Then I tweeted my reaction: “Also, are the Brewers really going to use an 18-game sample size to determine whether to buy or sell, instead of an 85-game sample? Really?!”

Through the season’s first 85 games, the Brewers went 40-45. They’ve gone 4-2 since. Ask yourself, does a six-game sample size warrant the decision to buy at the deadline? Does an 18-game sample size? I’d argue no, neither does. I’ll definitely take the 85-game sample size over both.

At no point during this season have the Brewers shown an consistency or evidence that they’re capable of going on a tear to end the season. Milwaukee has won three or more games only four times this season. Their longest win streak has been four games, which they have accomplished twice. The Brewers’ run differential this season is -4, so it’s not like they’re getting unlucky, either. Nothing about the Brewers’ first half of the season, or their 4-2 record since, has screamed “future torrid win streak” to me. According to ESPN, Milwaukee’s playoff chances are 9 percent. Nine. Baseball Prospectus has the Brewers’ playoff odds at 10 percent. Ten.

Yes, there’s another wildcard spot this year, and the Brewers are “only” six games back of that spot as of right now. That might pique the front office’s buying interest. But, even then, the Brewers would have to jump over four other teams in the NL right now to claim the second wildcard. That’s why Baseball Prospectus has the Brewers’ wildcard odds at just 7.5 percent (2.5 percent for the division).

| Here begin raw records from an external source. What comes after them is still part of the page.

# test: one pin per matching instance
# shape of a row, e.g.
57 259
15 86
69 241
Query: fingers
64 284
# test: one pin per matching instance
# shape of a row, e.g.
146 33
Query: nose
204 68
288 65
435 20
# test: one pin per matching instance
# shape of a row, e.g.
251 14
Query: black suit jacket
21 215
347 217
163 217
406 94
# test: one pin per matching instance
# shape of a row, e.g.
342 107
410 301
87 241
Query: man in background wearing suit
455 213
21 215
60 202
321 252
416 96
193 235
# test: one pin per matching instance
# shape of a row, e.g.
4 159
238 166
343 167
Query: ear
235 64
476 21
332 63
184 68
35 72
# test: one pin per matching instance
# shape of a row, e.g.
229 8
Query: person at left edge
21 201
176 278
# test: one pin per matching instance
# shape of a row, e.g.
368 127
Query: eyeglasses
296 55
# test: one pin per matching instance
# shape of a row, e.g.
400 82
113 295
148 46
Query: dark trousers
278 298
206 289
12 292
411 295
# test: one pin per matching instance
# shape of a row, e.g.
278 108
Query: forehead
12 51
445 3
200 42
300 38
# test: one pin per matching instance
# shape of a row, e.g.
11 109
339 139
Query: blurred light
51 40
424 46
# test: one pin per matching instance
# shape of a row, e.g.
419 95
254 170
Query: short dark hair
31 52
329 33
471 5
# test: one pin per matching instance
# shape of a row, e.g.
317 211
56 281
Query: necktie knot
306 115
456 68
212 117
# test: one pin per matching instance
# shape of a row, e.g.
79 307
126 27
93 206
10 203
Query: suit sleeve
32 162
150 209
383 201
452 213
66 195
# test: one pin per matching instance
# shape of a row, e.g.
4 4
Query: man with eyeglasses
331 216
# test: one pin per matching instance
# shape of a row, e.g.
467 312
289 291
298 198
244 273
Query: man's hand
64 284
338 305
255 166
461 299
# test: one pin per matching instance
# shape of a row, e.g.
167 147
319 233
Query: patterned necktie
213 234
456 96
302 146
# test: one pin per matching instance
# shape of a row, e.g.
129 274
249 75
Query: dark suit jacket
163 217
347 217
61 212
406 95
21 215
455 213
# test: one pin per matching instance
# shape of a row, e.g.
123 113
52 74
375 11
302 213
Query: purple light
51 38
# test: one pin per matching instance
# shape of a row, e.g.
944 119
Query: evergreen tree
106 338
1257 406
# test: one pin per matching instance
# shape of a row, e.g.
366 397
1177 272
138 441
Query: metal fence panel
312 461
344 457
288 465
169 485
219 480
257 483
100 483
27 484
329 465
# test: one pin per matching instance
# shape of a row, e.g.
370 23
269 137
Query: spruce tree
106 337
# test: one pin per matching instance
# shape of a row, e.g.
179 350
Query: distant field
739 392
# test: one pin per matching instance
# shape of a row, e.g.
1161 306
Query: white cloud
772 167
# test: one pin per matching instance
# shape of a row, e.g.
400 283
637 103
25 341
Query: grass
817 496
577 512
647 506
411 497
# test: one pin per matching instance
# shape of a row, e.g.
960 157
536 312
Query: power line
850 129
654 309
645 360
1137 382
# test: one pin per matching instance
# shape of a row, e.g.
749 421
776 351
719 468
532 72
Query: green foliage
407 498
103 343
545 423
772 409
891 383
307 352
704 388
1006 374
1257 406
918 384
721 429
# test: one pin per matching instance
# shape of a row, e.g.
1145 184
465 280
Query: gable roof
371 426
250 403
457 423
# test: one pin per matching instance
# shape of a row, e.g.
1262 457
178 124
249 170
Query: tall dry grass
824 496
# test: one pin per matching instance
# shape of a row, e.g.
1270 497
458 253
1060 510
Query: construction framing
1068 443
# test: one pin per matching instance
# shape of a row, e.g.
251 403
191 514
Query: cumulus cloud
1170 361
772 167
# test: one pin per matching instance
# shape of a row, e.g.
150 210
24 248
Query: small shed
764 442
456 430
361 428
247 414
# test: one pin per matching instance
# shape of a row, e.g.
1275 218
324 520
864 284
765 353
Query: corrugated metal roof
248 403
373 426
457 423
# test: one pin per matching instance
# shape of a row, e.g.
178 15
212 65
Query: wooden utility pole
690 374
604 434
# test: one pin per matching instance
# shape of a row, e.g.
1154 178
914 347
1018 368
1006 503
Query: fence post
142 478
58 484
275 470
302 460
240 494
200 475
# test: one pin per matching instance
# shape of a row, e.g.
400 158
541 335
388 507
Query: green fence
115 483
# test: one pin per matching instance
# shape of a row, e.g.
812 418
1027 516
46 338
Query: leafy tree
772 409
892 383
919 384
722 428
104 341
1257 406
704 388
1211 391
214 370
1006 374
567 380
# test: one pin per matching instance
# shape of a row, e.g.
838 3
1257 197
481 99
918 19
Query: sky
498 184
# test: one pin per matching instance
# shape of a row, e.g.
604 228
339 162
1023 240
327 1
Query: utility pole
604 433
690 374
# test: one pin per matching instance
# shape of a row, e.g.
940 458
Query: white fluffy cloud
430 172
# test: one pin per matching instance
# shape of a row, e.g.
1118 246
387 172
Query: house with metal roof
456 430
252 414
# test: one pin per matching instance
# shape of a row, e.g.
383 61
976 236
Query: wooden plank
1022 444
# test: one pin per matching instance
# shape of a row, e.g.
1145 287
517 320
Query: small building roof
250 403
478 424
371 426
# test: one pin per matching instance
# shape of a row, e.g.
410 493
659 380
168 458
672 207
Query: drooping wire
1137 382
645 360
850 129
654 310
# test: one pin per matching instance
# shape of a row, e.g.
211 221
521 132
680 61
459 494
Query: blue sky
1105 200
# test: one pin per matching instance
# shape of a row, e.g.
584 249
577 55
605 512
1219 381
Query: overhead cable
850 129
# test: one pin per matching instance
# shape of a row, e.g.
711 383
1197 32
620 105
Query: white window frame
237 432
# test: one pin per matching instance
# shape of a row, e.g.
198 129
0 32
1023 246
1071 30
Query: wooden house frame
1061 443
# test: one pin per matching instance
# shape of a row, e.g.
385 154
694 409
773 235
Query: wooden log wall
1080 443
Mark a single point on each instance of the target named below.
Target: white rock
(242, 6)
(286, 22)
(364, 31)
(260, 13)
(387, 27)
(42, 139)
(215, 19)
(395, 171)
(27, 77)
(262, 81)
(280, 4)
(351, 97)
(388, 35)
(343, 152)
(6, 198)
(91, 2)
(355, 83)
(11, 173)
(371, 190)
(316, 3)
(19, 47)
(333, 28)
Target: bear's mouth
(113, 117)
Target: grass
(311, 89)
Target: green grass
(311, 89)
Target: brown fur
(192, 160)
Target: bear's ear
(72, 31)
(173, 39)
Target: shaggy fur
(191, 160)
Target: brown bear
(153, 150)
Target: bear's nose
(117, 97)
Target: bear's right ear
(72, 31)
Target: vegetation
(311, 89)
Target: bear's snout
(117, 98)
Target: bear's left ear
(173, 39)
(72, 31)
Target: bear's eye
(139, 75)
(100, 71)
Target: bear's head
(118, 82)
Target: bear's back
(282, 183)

This team isn’t the 2011 Cardinals, folks – please don’t try to argue they are. Just because one team, one year, was capable of going on a ridiculous streak in September and October to win the World Series doesn’t automatically make the 2012 Brewers capable.

The Brewers would have to go 41-30 to finish with 85 wins on the season – a realistic mark to win a wildcard.

The Brewers would have to go 46-25 to finish with 90 wins on the season – a realistic mark to win the division.

I don’t see either of those records as being attainable. I’ll go with the overwhelming odds. Let’s hope the Brewers do, too.

The Consequences of Waiting

The Brewers front office should be proactive, not reactive – especially to just an 18-game stretch. Doug Melvin always touted how much more value he got in the Sabathia trade, because he acquired CC about three weeks before the trade deadline – hence, three more weeks of production. Perhaps Melvin could have used that experience and convinced other GMs to give up even more assets a few weeks ago to obtain Greinke than they’ll be willing to give on July 31st. Instead, they started Greinke three times in a week and now pushed back his latest scheduled start in order to “recharge the batteries” (whatever that means). Worse yet, according to Jon Morosi, other teams are now wary about trading for Greinke because he has a 9.00 ERA this month (I have no idea why a half-month workload trumps Greinke’s seven years of service time, but evidently it does) and velocity dip.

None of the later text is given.